You, too, can feast from that smorgasbord. Life has endless possibilities for you. Learning what type of porcupine you are and what you can do about it can place you on the road to new experiences, more successful connections with others, and greater achievement.

But if you are looking for a way to get rid of fear so that you can pursue the life of your dreams, reading this can't help you. Many people initially say to me “Help me not be afraid so I can do the things I want.” I tell them I can't eliminate fear. What I can do is help them be less controlled by fear. Courageous people are not those without fear, but those not restrained by fear. If you are willing to brave the fear and open yourself to experience, you can dine at the smorgasbord of life.

Until you open yourself up to experiences, you don't know what the world has in store for you. Most people only have limited contact with the world before deciding they know what to expect. Then, they proceed in a very narrow direction or, if viewing the world through a negative filter, they protect themselves from the perceived cruelty of the world. As I showed in my example with the professor, you don't know the outcome of your actions in a specific instance until you experience it. Maybe the outcome will be what you believe. Maybe it won't. But you can't know, especially if your lens is distorted.

Risk of life: "I'm unhappy." Do nothing: "I'm still unhappy." Do something: "I feel worse." "Nothing changed." "I feel better!"

I call this the “risk of life” which presents at different times in various ways to each of us. The “risk of life” are those times when we can proceed down the safe, but unsatisfying, path or we can change course. When we turn aside from the known path and take a risk, the result can be neutral, positive, or negative. However, you already have a vital piece of information: if you are dissatisfied with your present situation, then you know not taking the risk leads to more of the same. A risk under these circumstances can only potentially improve your situation. A neutral or negative outcome means that you are still dissatisfied. Yet, with risk, a positive outcome becomes possible.

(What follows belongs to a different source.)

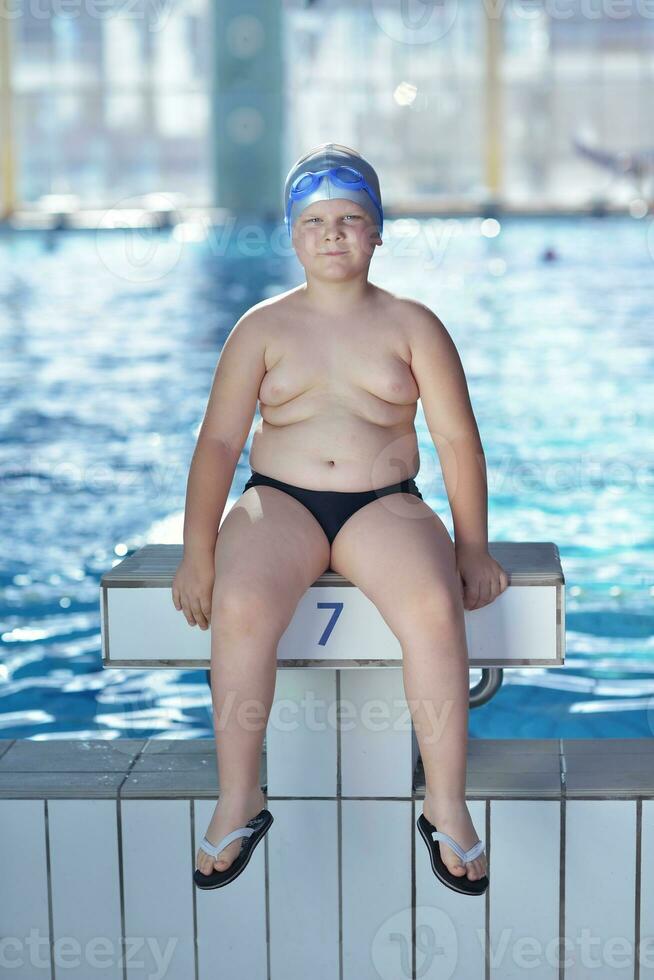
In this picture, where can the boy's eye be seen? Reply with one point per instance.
(345, 216)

When presented with these choice points in my life, I could have said “no” to my teacher and continued along the safe path. I could have avoided confronting my professor. If I had, I don't believe I would be writing this today. I'm sure I would have passed on many other risks of life that have brought me to this moment. Sadly, I might not even have become a psychologist. Somehow, even back then, I knew the safe path was an illusion beckoning me enticingly, whispering promises to me of protection from fear and rejection, but in reality, would only lead to disappointment. The risky path showed promise but at the cost of confronting the possible rejection or failure and feeling the fear more intensely.

When you open up to experience, you may discover paths that were completely hidden to you. But you can't know that in advance. To find out, you have to take the risk and pursue something new, even if it is frightening to you. At least you have the opportunity, then, to improve your situation.

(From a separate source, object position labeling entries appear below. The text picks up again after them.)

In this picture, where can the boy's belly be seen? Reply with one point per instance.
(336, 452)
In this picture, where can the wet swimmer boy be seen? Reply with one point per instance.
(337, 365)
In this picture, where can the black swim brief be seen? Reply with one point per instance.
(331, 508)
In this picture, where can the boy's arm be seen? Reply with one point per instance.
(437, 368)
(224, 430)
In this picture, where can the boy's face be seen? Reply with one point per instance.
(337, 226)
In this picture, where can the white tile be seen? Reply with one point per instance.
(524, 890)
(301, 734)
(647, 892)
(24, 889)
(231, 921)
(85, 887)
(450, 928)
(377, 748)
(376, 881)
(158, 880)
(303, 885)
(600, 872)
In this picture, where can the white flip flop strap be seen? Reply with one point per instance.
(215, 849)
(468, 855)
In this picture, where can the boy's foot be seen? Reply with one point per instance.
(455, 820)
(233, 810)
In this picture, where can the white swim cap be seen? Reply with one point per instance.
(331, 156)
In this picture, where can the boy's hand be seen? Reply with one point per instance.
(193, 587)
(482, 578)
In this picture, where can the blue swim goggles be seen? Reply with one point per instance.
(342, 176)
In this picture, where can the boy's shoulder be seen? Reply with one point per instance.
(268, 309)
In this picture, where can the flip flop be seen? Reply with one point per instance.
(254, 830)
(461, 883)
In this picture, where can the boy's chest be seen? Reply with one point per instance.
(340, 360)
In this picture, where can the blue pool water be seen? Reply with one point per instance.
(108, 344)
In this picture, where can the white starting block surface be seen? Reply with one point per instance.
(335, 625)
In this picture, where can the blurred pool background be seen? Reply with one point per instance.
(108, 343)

As you proceed through life you will have many chances to connect with others: friendships, intimate relationships, teachers, mentors, co-workers, people on the bus or in the checkout line. Every interpersonal contact you have with others can be influenced by sensitivity to rejection. Being aware that most of the time those contacts are shaped by how you approach them allows you to direct your life rather than being hostage to others' whims.

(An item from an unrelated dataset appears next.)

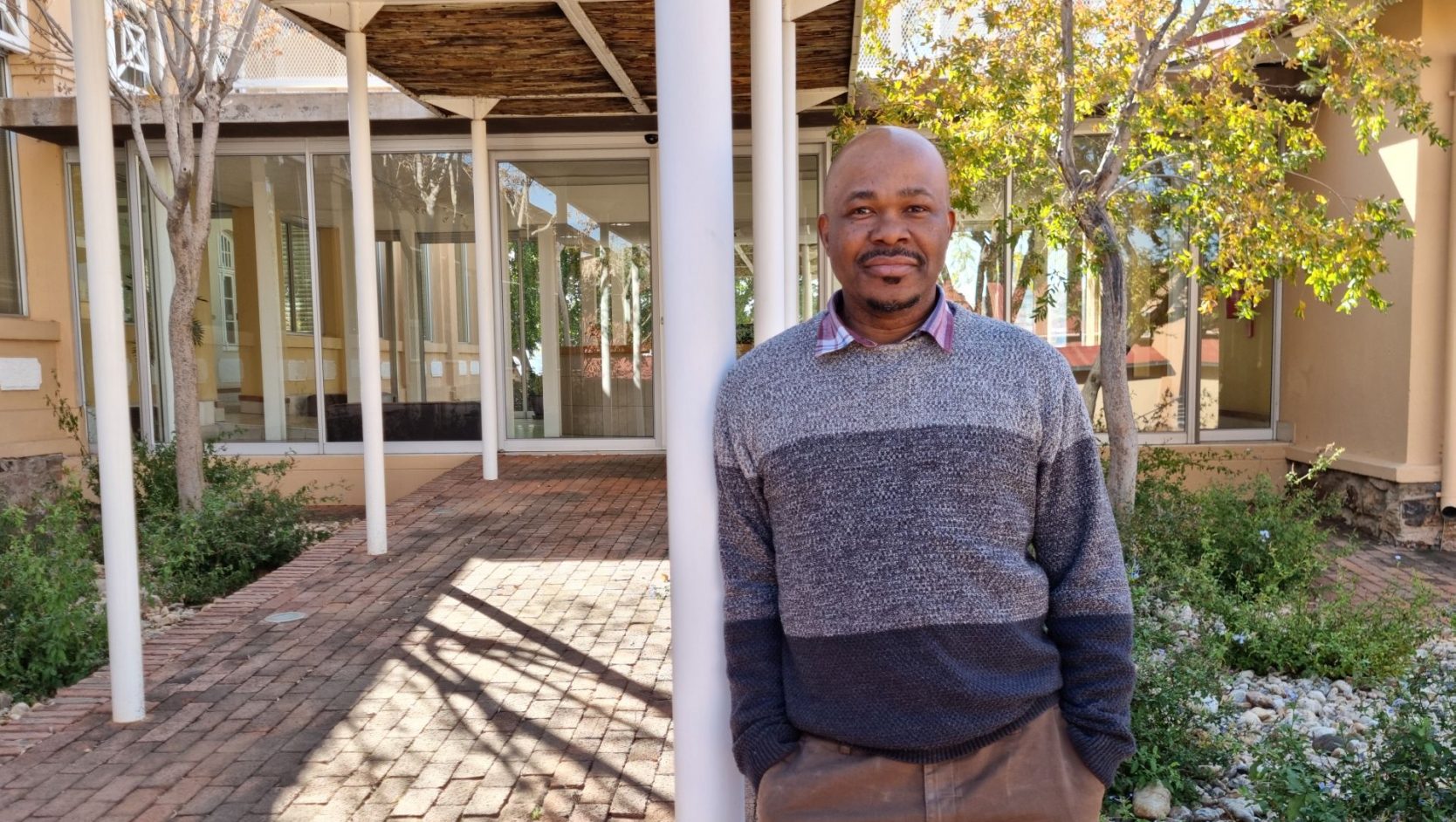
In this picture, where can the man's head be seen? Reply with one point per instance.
(887, 222)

The fear of disapproval, rejection, and ridicule prevents many people from striving towards their dreams, goals, and desires. Such fears interfere with successful relationships. What if you try something and fail? What will people think? What if you pursue someone and they reject you? What if you expose your vulnerabilities and people laugh? Certainly, when you strive towards a goal and fail, when you allow yourself to be naked and unprotected, some people with limited views may just see your failure or your flaws. However, people who truly understand will see the success in pursuing the risk. You choose who you allow to influence your life: those with narrow viewpoints or those who believe in possibilities.